Tout n’est pas réglé. Il reste des dossiers à éclaircir, des explications à donner. Il y a la peur que les auteurs des plaintes soient décrédibilisés ou que les problèmes du personnel retombent dans l’oubli. Il y a aussi une administration où chacun doit trouver ses marques. "Avant, la maison était figée. Aujourd’hui, sans cette chape de plomb, ça joue forcément un peu des coudes ", explique un agent.
Celui-ci veut aussi aller de l’avant, mais il reste sur ses gardes. "Parce que 13 ans d’autocratie, ça laisse beaucoup de plaies. Il y a de l’espoir mais il y a aussi beaucoup de méfiance . Aujourd’hui, on écoute les agents. C’est très bien. Que va-t-on en faire ? s’interroge-t-il. Bref, il ne suffira pas de beaux discours et de quelques heures d’écoute pour réparer des années de massacre."
"Pour ma part, j e veux être optimiste, sourit un agent. La greffière a.i. Sandrine Salmon fait bien son job et il y a beaucoup, beaucoup à faire. J’espère qu’ils ne vont pas tout chambouler. On a besoin de stabilité."

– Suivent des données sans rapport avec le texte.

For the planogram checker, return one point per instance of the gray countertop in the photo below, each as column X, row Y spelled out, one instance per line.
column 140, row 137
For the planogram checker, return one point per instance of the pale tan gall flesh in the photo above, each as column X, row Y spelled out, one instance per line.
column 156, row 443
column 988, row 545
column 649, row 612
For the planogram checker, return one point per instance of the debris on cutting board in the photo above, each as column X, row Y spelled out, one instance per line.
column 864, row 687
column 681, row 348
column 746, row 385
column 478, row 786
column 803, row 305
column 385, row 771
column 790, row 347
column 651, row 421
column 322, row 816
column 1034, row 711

"Moi, j’ai envie de croire en une nouvelle dynamique, ajoute une collègue. J’espère que toutes ces pratiques appartiennent du passé. Certains ont fait leur mea culpa. Par ailleurs, ce n’est pas au Parlement de rendre la justice. De ce côté, le travail est en cours. Des collègues continuent à être cités comme témoins dans le dossier pénal. Et j’ai confiance en la justice. Et je suis très sereine", lance-t-elle.